The Boriya are a sub-group of the Pasi community. Although of Pasi origin, the two communities are now quite distinct and do not intermarry. They are found mainly in the Awadh region, mainly in the districts of Gonda, Faizabad, and Barabanki. The Boria speak the Awadhi dialect.

==History==
The Pasi are endogamous and in their native places in Uttar Pradesh and Bihar their sub-groups are also endogamous but here in Nagpur only three, namely, the Baurasi, Kaithwas, and Gujar sub-groups are found, who have migrated from Uttar Pradesh and Bihar. The Baurasi Pasi are locally known as Bahoriia which is used as their surname. They are reported to have higher social status and are economically well off. The other two sub-groups in the social hierarchy are the Kaithwas and the Gujar. They do not have surnames in their native place but they have adopted various surnames such as Baharla, Gujar, etc., which are in fact their sub- caste names. They also have titles like. Choudhury Vikal, Raahi etc. The sub-castes were endogamous initially, but later on due to non-availability of suitable spouses in their own sub-caste locally and the involvement of big expenditure in bringing a wife from the native place, the three sub-groups have started inter-marrying with each other. They consider themselves to be Kshatriyas in the varna order but in their native villages they were considered to be shudras.

==Present circumstances==

The Boria are a strictly endogamous community, and prefer marrying close kin. Most Baria belong to the Kabirpanthi sect.

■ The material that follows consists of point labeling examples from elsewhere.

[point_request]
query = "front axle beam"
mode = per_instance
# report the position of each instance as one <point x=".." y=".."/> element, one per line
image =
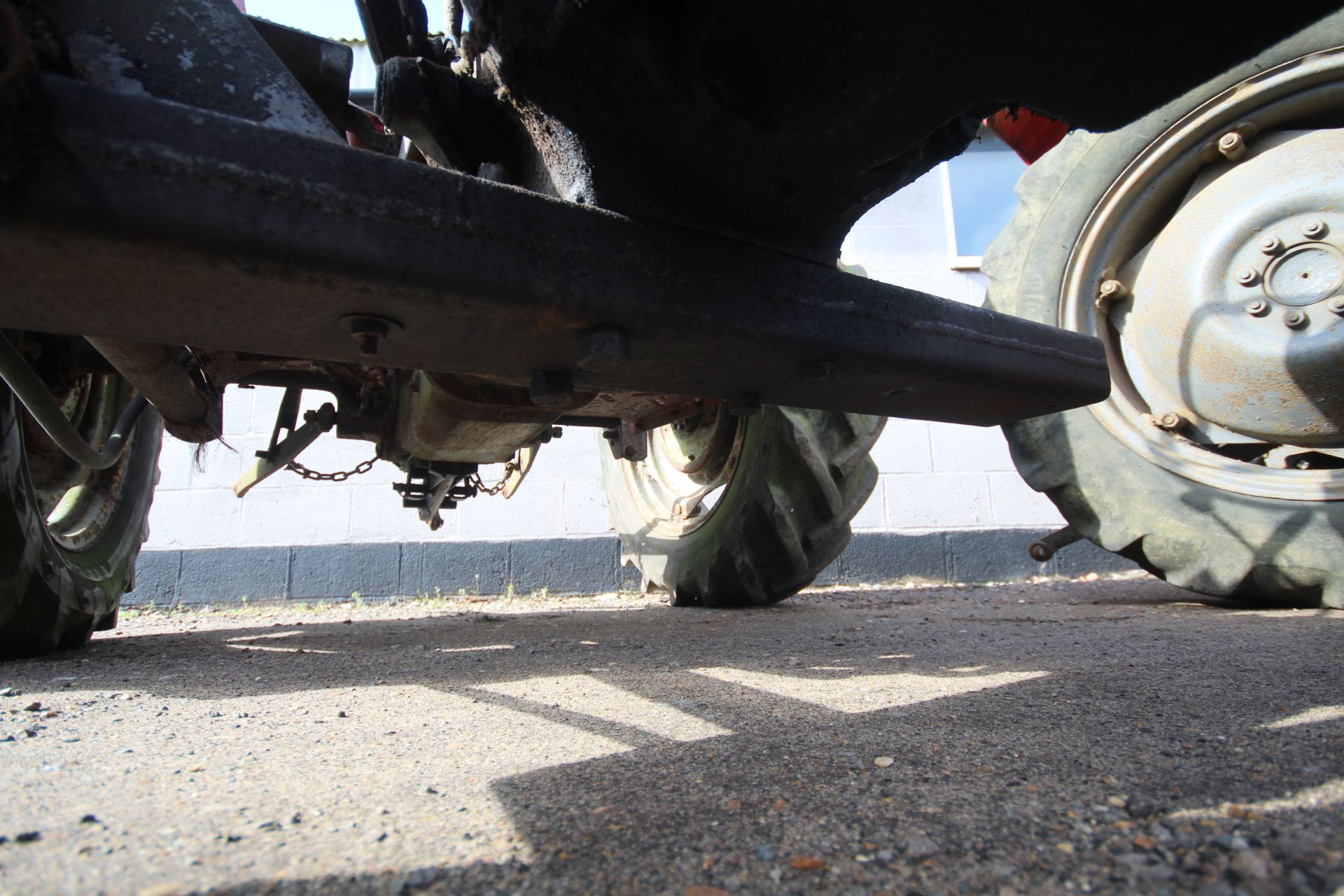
<point x="153" y="220"/>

The Boria are mainly a community of landowners and cultivators. They grow wheat and pulses, with animal husbandry being an important secondary occupation. Historically, the community were mainly tenant farmers, working on land owned by Rajputs and Banias. They live in multi-caste and multi-religious villages, but occupy their own quarters. Each of their settlement contains an informal caste council, known as a biradari panchayat. The panchayat acts as an instrument of social control, dealing with issues such as divorce and adultery.

The 2011 Census of India for Uttar Pradesh showed the Boria population as 4558.